The United States of America v Nolan [2015] UKSC 63 was a 2015 judgment of the Supreme Court of the United Kingdom concerning the application of the Trade Union and Labour Relations (Consolidation) Act 1992 to public administrative establishments.

Facts
Mrs Nolan worked at a watercraft repair centre in Hythe, Hampshire operated by the United States Army. In 2006 the base was closed down and Mrs Nolan was dismissed for redundancy on the day before it closed. Mrs Nolan brought a case based on the failure of the United States to consult with an employee representative when proposing to dismiss her.

Judgment

Employment Tribunals
Both the Employment Tribunal and Employment Appeal Tribunal found in favour of Mrs Nolan and granted an order for remuneration for a one-month period.

Court of Appeal
Under the preliminary ruling procedure the Court of Appeal asked the Court of Justice of the European Union whether the duty to consult with an employee representative arose on a 'proposal' or a 'decision' to close the base. The European Court declined jurisdiction over the issue.

Supreme Court
The United States appealed to the Supreme Court on two key grounds.
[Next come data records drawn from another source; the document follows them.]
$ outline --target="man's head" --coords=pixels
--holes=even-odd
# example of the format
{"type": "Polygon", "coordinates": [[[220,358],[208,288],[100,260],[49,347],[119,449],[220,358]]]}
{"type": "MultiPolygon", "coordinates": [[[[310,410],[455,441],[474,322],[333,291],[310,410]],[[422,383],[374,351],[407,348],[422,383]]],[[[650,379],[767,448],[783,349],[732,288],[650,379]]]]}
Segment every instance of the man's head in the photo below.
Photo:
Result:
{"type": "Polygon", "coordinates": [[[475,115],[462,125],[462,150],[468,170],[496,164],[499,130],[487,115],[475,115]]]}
Firstly that the Trade Union and Labour Relations (Consolidation) Act 1992 should not apply to public administrative establishments and secondly that the Secretary of State had exceeded the powers conferred by section 2 of the European Communities Act 1972 by going further than EU law required. These appeals were dismissed on the basis that just because legislation does not contain a clear exemption does not mean that the courts should read any such exemption into the legislation. On the second ground it was held that because the Trade Union and Labour Relations (Consolidation) Act 1992 had established a unified domestic regime the Secretary of State had not exceeded his powers when making the 1995 regulations.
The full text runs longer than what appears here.